The pretenguin that ultimately allows both the cactaiga and the megamurd to survive here, linking the meager nutrients of the surrounding sea to the land, is the waif - a bird weighing just 3 lbs. It is the smallest of all pretenguins, an example of insular dwarfism - the opposite phenomenon that has made the megamurd so large. For while the megamurd could afford to be bigger without enemies on the atoll, and could more easily digest the poor quality food there by growing larger, the waif has had to adapt to limited food resources compared to its ancestors. Thorn Atoll is a tiny island in a vast, usually barren tropical ocean and supports only a small fringing reef.

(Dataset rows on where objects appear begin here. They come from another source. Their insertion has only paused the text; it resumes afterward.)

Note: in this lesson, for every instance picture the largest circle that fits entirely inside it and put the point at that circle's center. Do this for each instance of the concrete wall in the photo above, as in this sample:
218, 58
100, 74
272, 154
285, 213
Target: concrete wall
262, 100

There is no annual seasonal change in currents to bring nutrients, meaning the reef must be self-sufficient most of the time; energy used there is deposited there again as animals excrete waste and eventually die, without significant outside input. This closed system is delicate and highly vulnerable to fall out of balance. To survive, the waif has had to become small enough that its caloric needs can be provided for by the small endemic fish of the reef without overexploiting them. It hatches just one chick at a time, in a deep crag in the rocks of the atoll, and the waste products deposited in and around the nest are the only source of nitrogen available to the cactaiga here. After each breeding season, the whole population molts and ceases breeding again for many months in a highly irregular cycle depending entirely on the population of their food. Breeding is usually annual for a few seasons, occurring every 9-15 months, but as the fish become more scarce, it slows to every couple years and may cease for as long as six years. Eventually, however, usually once a decade, a rare change in oceanic conditions brings a surge of cool surface water to the atoll from an upwelling in the Equinoctial ocean. Similar to the El Nino-Southern Oscillation in Earth's Pacific ocean, but less regular, this temporarily condition brings a surge of plankton that results in a great increase in available food for the waif, allowing a very occasional summer of plenty and letting the birds raise several young successively; the numbers of the megamurd also rise at this time, as they prey on the chicks of the waif.

But the good times on Thorn Atoll are temporary. Within 12 to 18 months, the oceans become warm and stagnant again, and the reef's productivity slowly declines. Like the cactaiga and the megamurd, the waif only can survive here, but rarely thrives. A member of a common genus to coastal waters along both continents, the waif descends from a species of larger bird that followed the temporary food-rich current from over a thousand miles to the east and then became marooned there when the current ceased, trapping them along the small reef with no way to escape, about half a million years ago. Its ancestor species, like that of the megamurd, still exists; it is four times heavier, with brighter markings, and nests in huge aggregations along the southern coast of Serinarcta. During surge years, when the island is briefly connected back to the mainlands by a band of food-rich water, some of these birds occasionally follow their prey and reach the atoll like the waif's ancestors did, usually perishing of starvation if they remain too long, for they are simply too large to find enough food there once the surge has diminished. Even more rarely, a single waif has shown up at the Serinarctan nesting colonies among its bigger cousins, having taken advantage of the brief opportunity to flee its isolation. While the megamurd is forever trapped on Thorn Atoll, without any currents in the right direction to take it anywhere but further out to sea, there is evidence a few waifs may manage to escape every surge year, and go on to hybridize with their close relatives. They almost certainly never return home again on purpose once they find themselves in the outside world - though there may be more enemies off the island, it is made up for by never facing starvation. A barren rock in the sea is no-one's first choice of a home, and that anything survives there at all is a sheer testament to the hardiness and adaptability of life to persist through unforgiving circumstances beyond their control.